We got a new couch. Yay! Unfortunately, the pillows it came with did not match our living room and the sales people said new ones would cost $70 each… So, I took on the task of making new pillows.
These classic throw pillows are simple to make and very strait forward.
- Fabric washed and dried, and cut to desired size. Give yourself some leeway and cut the fabric big enough for 1-inch seams
- Stuffing, a few bags. I used 1.5 (24 oz) polyester fiber fill for 2 medium sized pillows. You use a lot more stuffing than anticipated, so buy extra. You could use a pillow, but stuffing is generally cheaper.
- Needle for hand sewing the pillow closed
- Thread for sewing the pillow closed, so coordinating thread looks best
Align your fabric with the backside showing and pin them together. If you’re using “flimsy” fabric (like the green pillow in my first picture), which is generally harder to sew with, pin the pins closer together to help you sew.
Remember: leave one side non-pinned. You want to pin 3 sides completely and then on the 4th side, leave the center (5 inches or so-enough to fit a handful of stuffing into) open and pin free.
Zig-zag your fabric together with 1-inch seams. The thread you use should be coordinating.
Remember: leave the 5-inch not pinned section not sewed
Cut both sides of the fabric, leaving 3 centimeters or so, from the seam on all 4 corners. This will help limit clumping when the pillow is turned right side out and make stuffing the corners easier.
Turn the pillow right side out. Before you begin stuffing, iron the fold in the open “hole” of the pillow. This will tremendously help you during step 5. Next, stuff it! Make sure to really fill in the corners- no one wants “dead corners.” Once you think you have enough stuffing, add more.
Then, add even more.
For the pillow above, I used 3/4 of a 24 oz bag, and it’s only medium sized.
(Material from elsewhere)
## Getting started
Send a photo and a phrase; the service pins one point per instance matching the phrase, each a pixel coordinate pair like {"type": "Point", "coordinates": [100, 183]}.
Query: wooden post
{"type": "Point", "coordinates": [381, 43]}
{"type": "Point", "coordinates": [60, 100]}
I could have used more even! Over stuffing (if that even exists) is a much better problem than under stuffing. If a pillow doesn’t have enough stuffing, it will quickly become “clumpy” and gross.
Pin the opening closed. Your ironed folds should make this easier. Then, hand stitch it closed using even stitching and thread that blends in with your fabric. If you make stitches of various sizes, they will be more noticeable, which is not desirable.
And now you have lovely pillows (and I have some to match my living room and new couch!)